Everyone deserves the opportunity to become active members of their community. Through employment, volunteering, or meaningful social activities, communities become stronger when all members are included and play an active role. Too often, disability isolates individuals from social engagement and inclusion. I am fortunate that my career allows me to develop pathways to inclusion and help demonstrate the meaningful roles individuals with disabilities can play in their communities’ success. Because my own life has been enriched by helping others, I want to create opportunities for people with disabilities to help their communities, and in doing so to learn more about their personal value and their connection to others.

My family taught me to value empathy, compassion, and inclusivity. I learned to be mindful of my own advantages and conscious of the challenges other individuals face in life.
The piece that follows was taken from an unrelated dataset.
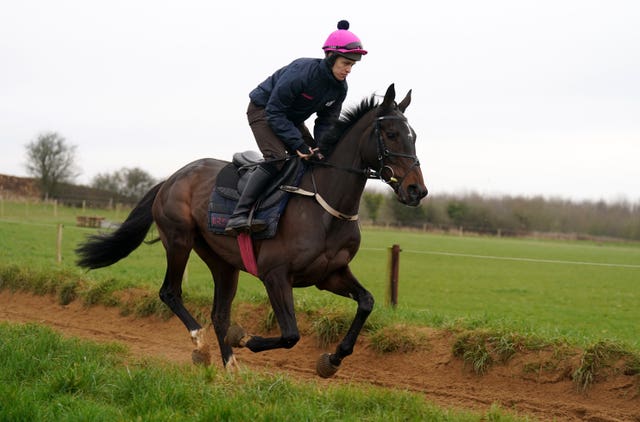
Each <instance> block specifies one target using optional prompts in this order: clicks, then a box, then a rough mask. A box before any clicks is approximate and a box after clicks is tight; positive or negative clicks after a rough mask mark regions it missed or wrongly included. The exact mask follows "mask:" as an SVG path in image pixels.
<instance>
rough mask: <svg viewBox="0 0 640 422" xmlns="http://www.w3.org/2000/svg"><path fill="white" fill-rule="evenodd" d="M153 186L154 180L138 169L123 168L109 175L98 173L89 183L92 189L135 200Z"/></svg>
mask: <svg viewBox="0 0 640 422" xmlns="http://www.w3.org/2000/svg"><path fill="white" fill-rule="evenodd" d="M155 184H156V181H155V179H154V178H153V177H152V176H151V175H150V174H149V173H147V172H146V171H144V170H142V169H140V168H138V167H134V168H126V167H123V168H122V169H120V170H119V171H115V172H113V173H111V174H108V173H100V174H98V175H96V176H95V177H94V178H93V180H92V182H91V186H92V187H94V188H98V189H105V190H109V191H112V192H116V193H118V194H120V195H122V196H126V197H128V198H135V199H140V198H142V197H143V196H144V194H145V193H146V192H147V191H148V190H149V189H151V187H152V186H153V185H155Z"/></svg>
My parents taught me that there is a limit to what we can achieve for ourselves and that true personal fulfilment comes from empowering others and giving back. In high school I was able to volunteer with the Special Olympics and special education classes. I was affected by the honesty and sincerity of emotion in the people I worked with. My first job in the human services field involved one on one care for children with autism. I learned more about the challenges families of children with disabilities face and the importance of listening in effective communication. I learned to connect with people where they are at instead of where we may wish them to be.

My experiences with people who have intellectual disabilities taught me a lot about honesty and intrinsic value. There was no artifice in our interactions and learning from them made me feel more genuine and honest as well.  These experiences changed my life and taught me that there is a more honest way of connecting with others and that individuals with disabilities can have profound impacts on the people they meet. I believe that everyone has unique gifts to offer and that sharing these gifts with communities enriches everyone. I want to facilitate these connections and widen the opportunity for individuals with disabilities to positively influence their communities. I believe advocacy involves encouraging people to uncover their strength and developing opportunities for them to share their strength with others.


Through work as a Behavior Analyst and CAP QMRP, I met my current boss, Cape Fear Group Homes, Inc. Executive Director Ed Walsh. My career has been possible because of his guidance and support. He encouraged community involvement and made me a better advocate. I began working as Director of Vocational Services with Cape Fear in January 2012 and assisted in the development of a vocational program that now serves 19 counties in North Carolina and has assisted more than 350 individuals with disabilities find meaningful employment.

I hope that my role as an advocate has been of benefit to the individuals I serve. I know they have benefited me and given me a sense of meaning and purpose. Everyone has value that can enrich the lives of others. I believe advocacy offers a path through the illusion of separation and a way to create for both ourselves and others a meaningful life.